Analisei o PRAXIUM OLD 1.zip
Analisei o PRAXIUM OLD 1.zip. Ele foi extraído em:
C:\Users\55249\Documents\Codex\2026-05-27\files-mentioned-by-the-user-praxium\extracted-praxium-old-1\PRAXIUM OLD 1
Resumo Técnico
É uma versão antiga do PRAXIUM local, baseada em execução por arquivos JSON. A ideia central é simples:
comando JSON entra
→ executor lê
→ valida protocolo
→ executa ação local
→ grava resposta JSON
→ move comando para PROCESSED
→ registra log/AndonEle não é NIM_01. Não encontrei contaminação por PRAXIUM_NIM_01. Mas ele também não é idêntico ao primeiro PRAXIUM.zip: tem alguns arquivos extras, como terminal_gui_3_1.py, EXECUTOR/executor.py e INPUT/COMMANDS/PROCESSED/ping.json.py.
Componentes
- CONFIG/.env.txt: contém OPENAI_API_KEY. Eu não expus o valor.
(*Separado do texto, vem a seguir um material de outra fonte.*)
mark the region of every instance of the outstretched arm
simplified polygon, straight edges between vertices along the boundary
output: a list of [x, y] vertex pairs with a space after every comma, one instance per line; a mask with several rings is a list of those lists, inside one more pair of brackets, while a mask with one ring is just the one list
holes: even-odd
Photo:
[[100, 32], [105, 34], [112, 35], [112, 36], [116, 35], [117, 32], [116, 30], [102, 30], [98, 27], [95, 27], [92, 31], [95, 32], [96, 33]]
- EXECUTOR/PYTHON/executor.py: executor local principal, mais disciplinado.
- EXECUTOR/PYTHON/README.md: documentação da versão histórica.
- SYSTEM/DOCS/PRAXIUM-EXT_LOCAL_NODE_v1.0.md: norma técnica do protocolo.
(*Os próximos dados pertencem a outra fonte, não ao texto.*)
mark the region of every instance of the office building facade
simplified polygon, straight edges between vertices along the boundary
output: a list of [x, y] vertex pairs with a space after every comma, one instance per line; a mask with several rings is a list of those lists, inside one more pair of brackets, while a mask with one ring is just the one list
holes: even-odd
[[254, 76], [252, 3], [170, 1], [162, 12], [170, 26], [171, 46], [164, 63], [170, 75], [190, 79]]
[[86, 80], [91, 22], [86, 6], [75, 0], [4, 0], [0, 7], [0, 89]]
- INPUT/COMMANDS/PROCESSED: comandos já arquivados.
- OUTPUT/RESPONSES: respostas JSON geradas.
- SUPPORT_ENGINE/LOGS: executor.log e andon_status.json.
- EXECUTOR/api_client.py + EXECUTOR/executor.py: uma camada antiga para enviar comandos à OpenAI.
- EXECUTOR/tests: teste de conexão OpenAI.
- DATAHUB, PROJECTS, ARCHIVE: pastas estruturais, praticamente vazias.
Lógica do Processo
O executor principal é EXECUTOR/PYTHON/executor.py.
Ele faz:
- Descobre a raiz subindo duas pastas a partir de si mesmo.
- Cria as pastas padrão se não existirem.
- Lê arquivos *.json em INPUT/COMMANDS.
- Valida campos obrigatórios:
- version
- node
- module
- action
- Exige:
- version = "PRAXIUM-EXT-1.0"
- node = "LOCAL"
- Normaliza o caminho e bloqueia acesso fora da raiz PRAXIUM.
- Executa o comando.
- Grava resposta em OUTPUT/RESPONSES/response_*.json.
- Move o comando para INPUT/COMMANDS/PROCESSED.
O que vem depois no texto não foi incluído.